Sonically too, the DTC-A6 is better than earlier DAT machines. The later DAC and digital filter help here, with a smooth sound that’s peppered with detail and incision. By today’s standards it’s a little genteel perhaps, lacking real dynamic punch – but pipe the digital audio stream out to a modern DAC and you’ll be very surprised. Better still, make an analogue-sourced recording with SBM switched in, at 48kHz, and you may be amazed how good it can sound; it’s in the realm of hi-res audio and a good bit better than standard CD. DAT might be old and decrepit, but can still make fine recordings if properly set up. The standard quoted frequency response is 2-22,000Hz (±0.5 dB), or 2-14,500Hz (±0.5 dB) in Long Play mode. It also has a better than 90dB dynamic range and less than 0.005% total harmonic distortion and effectively zero wow and flutter. Warp back to 1987, and that sort of specification from a tape format really did astound people.

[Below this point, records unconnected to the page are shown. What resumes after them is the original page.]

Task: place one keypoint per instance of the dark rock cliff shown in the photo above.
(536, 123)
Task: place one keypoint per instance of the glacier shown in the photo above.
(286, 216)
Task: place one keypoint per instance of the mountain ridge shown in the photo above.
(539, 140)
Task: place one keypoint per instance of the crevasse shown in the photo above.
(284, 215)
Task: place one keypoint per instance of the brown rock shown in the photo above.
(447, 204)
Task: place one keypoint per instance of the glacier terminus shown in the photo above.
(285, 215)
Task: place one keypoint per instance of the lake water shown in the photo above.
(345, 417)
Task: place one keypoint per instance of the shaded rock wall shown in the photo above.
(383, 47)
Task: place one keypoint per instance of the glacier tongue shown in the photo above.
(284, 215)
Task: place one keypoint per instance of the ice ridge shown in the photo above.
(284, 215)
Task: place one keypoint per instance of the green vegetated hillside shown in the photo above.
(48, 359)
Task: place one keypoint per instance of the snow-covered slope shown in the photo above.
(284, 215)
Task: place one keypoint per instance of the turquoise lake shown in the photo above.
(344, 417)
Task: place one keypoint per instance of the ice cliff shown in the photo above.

In December 2005, Sony ended DAT machine production, after around 660,000 decks of various descriptions had been sold since its launch. Although it failed as a replacement for Compact Cassette, it did however gain a second wind in small professional recording studios – and countless early nineties dance records were mastered on DAT. Sony also refocused it as a computer storage medium, which became the Digital Data Storage format. It still pops up in some film and TV recording, too.
That’s why it’s still possible to pick up machines such as this, if you look around. Many were hammered by small studios and home recordists, so the physical condition of the unit is vital indicator. As ever with any old hi-fi piece – and especially a tape-based one – buyer beware! Prices vary from around £50 to £300; as ever check the condition carefully and try before you buy. Most DAT machines are only one step away from the dump, and the people that are willing to service them are now few and far between. Yet still mint, privately owned, low mileage examples do pop up now and again, and these are the ones to have.
So farewell then, Digital Audio Tape. It is pretty much consigned to the great hi-fi graveyard in the sky, where it can rest quietly with Sony’s other glorious failures; Elcaset and MiniDisc. DAT machines are still worth having if you do home recording – especially vinyl archiving – for this job get one of Sony’s later SBM-equipped decks like the DTC-A6. In truth though, it’s an idea whose time has long since passed – and another glorious failure from the once brave and innovating Sony Corporation.